What is AWS Transit Gateway and the Problem It Solves
AWS Transit Gateway is a regional network transit hub that you use to interconnect your virtual private clouds (VPCs) and on-premises networks. As your cloud infrastructure grows, you may have dozens or hundreds of VPCs. Traditionally, to connect VPCs together, you would use VPC peering. However, VPC peering has several limitations: it's a one-to-one connection, does not support transitive routing (if VPC A is peered with VPC B and VPC B is peered with VPC C, traffic cannot flow from A to C through B), and managing hundreds of peering connections becomes operationally complex. Transit Gateway solves this by providing a central hub that all VPCs and on-premises networks attach to. It uses a hub-and-spoke model, where the Transit Gateway acts as the hub, and each VPC or VPN connection is a spoke. This allows transitive routing between all attached networks without the need for individual peering connections.

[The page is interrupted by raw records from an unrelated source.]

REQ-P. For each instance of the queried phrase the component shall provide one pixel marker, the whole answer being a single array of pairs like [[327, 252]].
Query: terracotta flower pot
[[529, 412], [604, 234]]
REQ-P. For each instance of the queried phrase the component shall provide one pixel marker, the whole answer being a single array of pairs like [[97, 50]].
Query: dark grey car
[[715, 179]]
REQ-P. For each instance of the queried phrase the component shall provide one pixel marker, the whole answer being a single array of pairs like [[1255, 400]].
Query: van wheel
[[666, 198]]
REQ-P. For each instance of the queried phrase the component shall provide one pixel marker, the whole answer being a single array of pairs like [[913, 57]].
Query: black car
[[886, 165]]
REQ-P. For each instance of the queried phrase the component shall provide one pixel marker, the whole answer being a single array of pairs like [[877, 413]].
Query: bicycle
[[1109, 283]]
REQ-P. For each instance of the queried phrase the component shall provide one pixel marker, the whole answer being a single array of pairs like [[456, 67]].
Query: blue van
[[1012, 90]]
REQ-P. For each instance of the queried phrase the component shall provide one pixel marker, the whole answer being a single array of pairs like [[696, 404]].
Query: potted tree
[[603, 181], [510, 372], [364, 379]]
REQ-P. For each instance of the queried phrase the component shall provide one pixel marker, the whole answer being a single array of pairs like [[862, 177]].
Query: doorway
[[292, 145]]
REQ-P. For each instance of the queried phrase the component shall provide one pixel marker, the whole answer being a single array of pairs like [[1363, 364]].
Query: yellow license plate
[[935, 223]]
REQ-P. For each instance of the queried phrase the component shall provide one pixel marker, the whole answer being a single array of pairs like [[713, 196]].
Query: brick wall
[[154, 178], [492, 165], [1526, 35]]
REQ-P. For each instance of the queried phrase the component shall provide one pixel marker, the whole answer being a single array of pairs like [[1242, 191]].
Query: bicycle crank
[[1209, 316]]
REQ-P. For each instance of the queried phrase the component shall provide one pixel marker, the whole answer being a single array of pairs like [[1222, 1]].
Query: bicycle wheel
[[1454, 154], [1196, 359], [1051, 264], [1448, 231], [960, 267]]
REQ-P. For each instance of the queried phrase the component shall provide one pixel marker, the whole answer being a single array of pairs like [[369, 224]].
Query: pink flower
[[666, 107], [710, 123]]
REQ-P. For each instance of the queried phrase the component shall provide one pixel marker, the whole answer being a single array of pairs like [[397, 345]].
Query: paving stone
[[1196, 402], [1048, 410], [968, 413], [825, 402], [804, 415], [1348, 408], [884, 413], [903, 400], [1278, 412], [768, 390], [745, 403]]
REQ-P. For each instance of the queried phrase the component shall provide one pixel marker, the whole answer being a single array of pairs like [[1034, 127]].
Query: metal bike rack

How It Works — Walk Through the Mechanism
Transit Gateway is a fully managed service. When you create a Transit Gateway, AWS provisions a highly available, scalable router in the region. You then create attachments to connect your VPCs, VPN connections (from on-premises or other clouds), AWS Direct Connect gateways, and even other Transit Gateways (via peering). Each attachment is associated with a route table. Transit Gateway uses route tables to determine where to send traffic. You can create multiple route tables to isolate networks (e.g., production vs. development) or to control routing policies. For example, you can have a route table that only allows traffic between specific VPCs, while another route table allows all traffic.
Behind the scenes, Transit Gateway uses the AWS global network infrastructure to route traffic efficiently. It supports multicast and can handle up to 50 Gbps per attachment (default limit, can be increased). Transit Gateway also integrates with AWS Network Manager to provide a centralized view of your global network.
Key Tiers, Configurations, and Pricing Models
Transit Gateway has two main pricing components: an hourly charge for each Transit Gateway you create (currently $0.05 per hour in most regions) and a per-GB data transfer charge for data processed by the Transit Gateway (e.g., $0.02 per GB for intra-region transfers). There is also a charge for each attachment (e.g., VPC attachment costs $0.05 per hour). Note that data transfer between VPCs via Transit Gateway is charged at the standard inter-AZ or inter-region data transfer rates, which can add up.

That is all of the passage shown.